11 January 2009

The Pessimist on Your Team

Pessimists have a bad reputation.

Today I came across an article called How to Handle the Pessimist on Your Team and it made me think how things can go really bad when you are running a complex project without being regularly subjected to healthy scepticism. A little later in the day I read Paul Krugman's How Did Economists Get It So Wrong? which described how the weight of opinion of economists had drowned out rational scepticism about the "efficient market" theory.

Weight of opinion is a powerful force and when the majority of people in a group believe something is correct it can be a bit rough for the minority who don't share that belief.

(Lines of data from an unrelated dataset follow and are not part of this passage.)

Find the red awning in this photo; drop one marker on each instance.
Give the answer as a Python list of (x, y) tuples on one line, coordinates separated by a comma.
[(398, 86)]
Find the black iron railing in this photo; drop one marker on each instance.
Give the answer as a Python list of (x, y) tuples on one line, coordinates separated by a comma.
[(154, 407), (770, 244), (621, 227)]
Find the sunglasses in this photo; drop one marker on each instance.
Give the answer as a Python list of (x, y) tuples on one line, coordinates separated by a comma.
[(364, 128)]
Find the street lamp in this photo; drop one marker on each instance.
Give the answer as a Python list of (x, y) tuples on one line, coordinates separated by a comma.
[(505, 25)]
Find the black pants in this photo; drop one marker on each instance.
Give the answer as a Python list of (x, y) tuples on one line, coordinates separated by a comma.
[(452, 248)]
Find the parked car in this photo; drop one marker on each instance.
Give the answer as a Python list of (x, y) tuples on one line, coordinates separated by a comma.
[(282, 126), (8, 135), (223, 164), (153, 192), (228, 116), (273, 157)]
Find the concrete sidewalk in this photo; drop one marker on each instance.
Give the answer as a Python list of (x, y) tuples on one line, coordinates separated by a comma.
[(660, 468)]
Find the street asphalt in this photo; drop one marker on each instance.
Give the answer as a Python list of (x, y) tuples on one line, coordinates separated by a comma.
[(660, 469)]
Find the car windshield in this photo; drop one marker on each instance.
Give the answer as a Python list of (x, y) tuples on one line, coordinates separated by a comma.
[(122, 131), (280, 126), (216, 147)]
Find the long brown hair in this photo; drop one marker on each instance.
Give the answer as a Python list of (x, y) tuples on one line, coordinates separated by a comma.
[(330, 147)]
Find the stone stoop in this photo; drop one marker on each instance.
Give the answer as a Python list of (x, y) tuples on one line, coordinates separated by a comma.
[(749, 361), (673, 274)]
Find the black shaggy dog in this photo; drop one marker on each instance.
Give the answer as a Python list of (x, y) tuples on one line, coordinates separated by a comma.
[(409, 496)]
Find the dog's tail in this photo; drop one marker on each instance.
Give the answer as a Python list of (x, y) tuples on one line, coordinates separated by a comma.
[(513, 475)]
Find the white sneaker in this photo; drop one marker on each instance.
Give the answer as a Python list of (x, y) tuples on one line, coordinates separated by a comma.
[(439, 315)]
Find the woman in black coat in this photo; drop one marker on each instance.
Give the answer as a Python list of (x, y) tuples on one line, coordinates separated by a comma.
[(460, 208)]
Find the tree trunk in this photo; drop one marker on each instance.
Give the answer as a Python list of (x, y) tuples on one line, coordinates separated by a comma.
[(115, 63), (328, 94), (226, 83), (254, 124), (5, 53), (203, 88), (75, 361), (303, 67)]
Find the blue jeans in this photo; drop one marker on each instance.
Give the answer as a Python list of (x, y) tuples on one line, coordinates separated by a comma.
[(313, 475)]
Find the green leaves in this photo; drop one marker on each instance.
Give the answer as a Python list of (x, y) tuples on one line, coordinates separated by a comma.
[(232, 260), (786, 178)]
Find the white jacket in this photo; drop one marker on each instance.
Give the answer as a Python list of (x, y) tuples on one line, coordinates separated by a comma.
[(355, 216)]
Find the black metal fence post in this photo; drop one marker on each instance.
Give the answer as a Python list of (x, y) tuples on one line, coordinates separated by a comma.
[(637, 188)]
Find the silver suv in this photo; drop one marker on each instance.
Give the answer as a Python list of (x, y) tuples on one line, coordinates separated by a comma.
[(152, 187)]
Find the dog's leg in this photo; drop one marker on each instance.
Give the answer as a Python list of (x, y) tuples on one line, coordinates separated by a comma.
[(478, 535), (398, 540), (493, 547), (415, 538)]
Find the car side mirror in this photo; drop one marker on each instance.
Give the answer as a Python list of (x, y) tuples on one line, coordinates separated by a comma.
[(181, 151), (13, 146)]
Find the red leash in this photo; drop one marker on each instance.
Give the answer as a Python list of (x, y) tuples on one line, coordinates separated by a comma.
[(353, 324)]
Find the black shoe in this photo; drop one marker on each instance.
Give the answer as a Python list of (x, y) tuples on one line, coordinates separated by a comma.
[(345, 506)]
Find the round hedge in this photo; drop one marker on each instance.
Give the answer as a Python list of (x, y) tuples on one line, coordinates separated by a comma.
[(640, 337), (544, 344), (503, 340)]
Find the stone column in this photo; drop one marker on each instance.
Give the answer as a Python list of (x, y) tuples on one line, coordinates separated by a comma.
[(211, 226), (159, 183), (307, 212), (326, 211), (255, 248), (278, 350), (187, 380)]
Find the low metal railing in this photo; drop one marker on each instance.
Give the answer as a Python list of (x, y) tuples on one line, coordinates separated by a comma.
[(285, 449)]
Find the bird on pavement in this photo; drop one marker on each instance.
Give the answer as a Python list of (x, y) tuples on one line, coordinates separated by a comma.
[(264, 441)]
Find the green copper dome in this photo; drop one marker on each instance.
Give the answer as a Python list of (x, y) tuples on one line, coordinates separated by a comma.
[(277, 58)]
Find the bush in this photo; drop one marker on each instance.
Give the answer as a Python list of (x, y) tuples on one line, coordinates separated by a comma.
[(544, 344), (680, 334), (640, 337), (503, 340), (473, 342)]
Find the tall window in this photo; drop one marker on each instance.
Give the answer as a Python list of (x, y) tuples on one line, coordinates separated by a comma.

I once worked at a software company where some popular project managers told developers who did not believe their project schedules that they were being pessimists and they should cheer up. These project managers followed most of the strategies from How to Handle the Pessimist on Your Team and added a few of their own. They were pretty sweet about it and everybody including the pessimists ended up liking them. They got great results as well. Hard work, personal charm and genuine consideration for others, all of which these guys had, are stronger forces than the things I am discussing in this post.

After a few projects with these guys I started recording people's estimated completion dates at the start of projects and found that everyone was under-estimating the dates (the customer deliverables were in reasonable shape through schedule padding and some pragmatic last minute feature dropping). No surprises there, except that absolutely everybody including the "pessimists" underestimated the schedule. The interesting thing, and the point of this post, was how the estimates of the "pessimists" compared to the estimates of everyone else. The pessimists were the people whose estimated schedules were later than the consensus schedule estimate.

My explanation for this at the time was that everybody was trying to estimate the schedule accurately and fit in with the rest of the team as well. Those who valued giving accurate estimates over fitting in with the team gave estimates closer to the correct date and further from the consensus date. Perceived pessimism correlated with divergence from the consensus schedule and was largely independent of the true schedule.

That reminded me of how NPR thought it was being unbiased when it was in the middle of American mainstream opinion which was roughly halfway between Republicans and Democrats. This automatic reinforcement of the consensus view inhibits clear thinking. If Colombus had been an NPR journalist he would have accepted the consensus view of his time that the Earth was flat and not sailed to the Carribean.

Reinforcement of a core set of beliefs over time is one of the way organisations evolve. That is just how things are. Like most people I find myself drawn to organisations who share my core beliefs. However I find this tendency works against me when I need to be objective, such as when I need to meet schedules for critical projects involving many unknowns. In these cases, when nature cannot be fooled,  I know of no substitute for people who speak their minds about what I am doing wrong rather than tell me what I want to hear. Steve McConnell created some procedures for doing this that I have been using for over 10 years: the invaluable Top 10 Risks List, anonymous reporting channels (I prefer people trusting me that I appreciate them telling what I am doing wrong) and objective metrics from automated testing.

I have spent my most of my working life at companies that have encouraged a diversity of opinion and the people I work with are usually comfortable with practices that attempt to discover objective truths, like the Steve McConnell procedures. In many cases they have wanted to know what they were doing wrong so they could improve. However I have also regularly encountered people in nominally technical roles who didn't like the "bad news" these procedures revealed.  So, in my experience, there are still some technical managers out there trying to manage perceptions instead of managing reality and leaving the perceptions to the marketing folks. That's why I get suspicious about the motives of technical managers who talk about managing the pessimists in their teams.